8

I looked at quite a few solutions to xCopy questions, and tried many difference methods. (Various wildcards, paths ending in \, various xcopy switches in various combinations.)

xCopy c:\Public  d:\MyNewDir\

When done, I need the destination to include a folder called "Public" with containing all files, folders, subfolders, everything.

The result should will look like:

d:\MyNewDir\Public\(and everything inside it)

Not like this:

d:\MyNewDir\(everything inside Public)

That sounds so simple. Instead, I never see a "Public" folder created. It only creates everything WITHIN "Public".... but never "Public" itself. (I have many folders to copy, so I don't want to create folders individual, manually.)

Is there a solution to this simple issue using only xCopy and Windows 7?

DavidPostill
  • 153,128
  • 77
  • 353
  • 394
LindaBB
  • 81
  • 1
  • 1
  • 3
  • It doesn't appear that copy/xcopy/robocopy support this basic feature... Maybe powershell.. or use %~n1 for destination (%1 being argument to script) see: https://en.wikibooks.org/wiki/Windows_Batch_Scripting#Percent_tilde robocopy /z /e /mt %1 D:\Backups\%~n1\ – Kevin Apr 06 '18 at 00:38

2 Answers2

9

I need the destination to include a folder called "Public"

containing all files, folders, subfolders, everything.

Use the following command:

xcopy c:\Public\* d:\MyNewDir\Public /s /i
  • /s - Copy folders and subfolders

  • /i - If in doubt always assume the destination is a folder e.g. when the destination does not exist.


Further Reading

DavidPostill
  • 153,128
  • 77
  • 353
  • 394
  • If there are a lot of (small) files it might be a good idea to use the `/Q` option (*"Do not display file names while copying."*).
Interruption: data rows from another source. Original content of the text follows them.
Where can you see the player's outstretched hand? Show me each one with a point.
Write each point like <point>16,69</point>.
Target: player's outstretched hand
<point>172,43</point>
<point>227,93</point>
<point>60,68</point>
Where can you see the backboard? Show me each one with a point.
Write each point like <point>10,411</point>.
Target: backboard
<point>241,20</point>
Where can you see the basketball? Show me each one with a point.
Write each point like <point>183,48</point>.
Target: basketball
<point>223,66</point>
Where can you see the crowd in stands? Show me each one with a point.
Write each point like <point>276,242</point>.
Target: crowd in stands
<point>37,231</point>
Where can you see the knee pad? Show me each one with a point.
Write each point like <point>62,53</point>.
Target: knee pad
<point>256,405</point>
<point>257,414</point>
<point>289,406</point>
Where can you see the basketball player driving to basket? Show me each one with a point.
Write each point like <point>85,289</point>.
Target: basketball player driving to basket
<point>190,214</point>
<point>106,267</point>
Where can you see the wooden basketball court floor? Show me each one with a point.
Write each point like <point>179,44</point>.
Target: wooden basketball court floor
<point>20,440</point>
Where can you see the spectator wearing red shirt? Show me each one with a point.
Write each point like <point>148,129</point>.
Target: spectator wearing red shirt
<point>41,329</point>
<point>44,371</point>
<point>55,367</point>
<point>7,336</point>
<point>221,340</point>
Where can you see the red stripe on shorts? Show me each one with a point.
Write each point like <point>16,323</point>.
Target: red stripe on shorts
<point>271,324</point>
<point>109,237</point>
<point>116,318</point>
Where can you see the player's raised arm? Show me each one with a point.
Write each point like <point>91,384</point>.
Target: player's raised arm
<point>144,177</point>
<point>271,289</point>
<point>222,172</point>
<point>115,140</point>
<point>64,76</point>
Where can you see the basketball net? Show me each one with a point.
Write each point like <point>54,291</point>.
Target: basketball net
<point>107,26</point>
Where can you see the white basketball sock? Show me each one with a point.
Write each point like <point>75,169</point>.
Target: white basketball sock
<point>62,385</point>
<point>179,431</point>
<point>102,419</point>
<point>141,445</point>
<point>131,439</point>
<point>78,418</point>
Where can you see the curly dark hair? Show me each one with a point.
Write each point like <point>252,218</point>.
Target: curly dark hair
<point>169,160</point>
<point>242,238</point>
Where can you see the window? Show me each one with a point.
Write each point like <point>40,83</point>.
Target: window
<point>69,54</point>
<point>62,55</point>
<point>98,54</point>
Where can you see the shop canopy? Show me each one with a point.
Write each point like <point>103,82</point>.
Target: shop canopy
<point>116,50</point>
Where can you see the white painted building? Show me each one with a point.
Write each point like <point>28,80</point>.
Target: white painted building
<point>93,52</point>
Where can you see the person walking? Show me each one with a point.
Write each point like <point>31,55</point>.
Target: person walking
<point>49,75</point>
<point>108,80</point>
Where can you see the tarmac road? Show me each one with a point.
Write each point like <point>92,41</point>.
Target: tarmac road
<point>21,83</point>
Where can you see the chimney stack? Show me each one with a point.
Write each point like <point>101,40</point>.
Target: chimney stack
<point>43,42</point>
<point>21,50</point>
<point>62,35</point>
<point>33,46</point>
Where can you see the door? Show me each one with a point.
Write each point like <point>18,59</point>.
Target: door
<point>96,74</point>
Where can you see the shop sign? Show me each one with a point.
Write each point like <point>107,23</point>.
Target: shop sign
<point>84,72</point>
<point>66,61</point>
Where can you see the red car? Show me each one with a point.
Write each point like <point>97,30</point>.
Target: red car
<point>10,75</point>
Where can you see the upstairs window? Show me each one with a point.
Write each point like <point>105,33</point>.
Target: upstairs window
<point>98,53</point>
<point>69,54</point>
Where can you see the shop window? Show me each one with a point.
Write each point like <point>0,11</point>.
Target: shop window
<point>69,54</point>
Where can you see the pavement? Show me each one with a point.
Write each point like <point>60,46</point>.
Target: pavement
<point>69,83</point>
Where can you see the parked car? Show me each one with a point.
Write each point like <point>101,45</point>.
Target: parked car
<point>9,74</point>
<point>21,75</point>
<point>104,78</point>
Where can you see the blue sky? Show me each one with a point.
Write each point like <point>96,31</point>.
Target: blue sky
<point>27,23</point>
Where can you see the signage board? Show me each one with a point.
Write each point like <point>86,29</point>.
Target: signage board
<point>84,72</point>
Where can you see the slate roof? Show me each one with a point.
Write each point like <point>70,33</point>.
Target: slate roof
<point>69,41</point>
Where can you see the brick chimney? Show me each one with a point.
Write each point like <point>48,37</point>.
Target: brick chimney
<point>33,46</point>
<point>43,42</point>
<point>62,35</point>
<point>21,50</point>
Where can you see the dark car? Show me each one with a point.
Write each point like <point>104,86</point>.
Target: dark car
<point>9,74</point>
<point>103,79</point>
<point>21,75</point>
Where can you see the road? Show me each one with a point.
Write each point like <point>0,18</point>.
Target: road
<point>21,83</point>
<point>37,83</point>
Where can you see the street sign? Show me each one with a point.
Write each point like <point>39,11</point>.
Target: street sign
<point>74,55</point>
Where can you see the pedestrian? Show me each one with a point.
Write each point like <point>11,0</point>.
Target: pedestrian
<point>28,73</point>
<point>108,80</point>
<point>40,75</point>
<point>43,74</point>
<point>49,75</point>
At the end of the copy process it will output something like "`122546 File(s) copied`". – Peter Mortensen Sep 24 '18 at 11:48
  • I'm going mad. Again it's not copying the root directory for me – Hossein Ebrahimi Aug 08 '23 at 08:03
  • I've succeeded with [Copy-Item](https://learn.microsoft.com/en-us/powershell/module/microsoft.powershell.management/copy-item?view=powershell-7.3#example-3-copy-directory-and-contents-to-a-new-directory) – Hossein Ebrahimi Aug 08 '23 at 08:14
1

1st, enumerate folder structure into a file:

dir /ad /b /s C:\ > D:\windir.txt

2nd, open D:\windir.txt in Notepad and replace all C:\ with null; save file

3rd, use for command to recurse through windir.txt to copy directory structure and files in each directory:

for /f "delims=;" %a in (D:\windir.txt) do xcopy "C:\%a" "D:\MyNewDir\%a" /c /i /g /h /k /o /x /j /b /y

You can add /q if you don't want to see the directories and files as they're being copied; I like the positive feedback.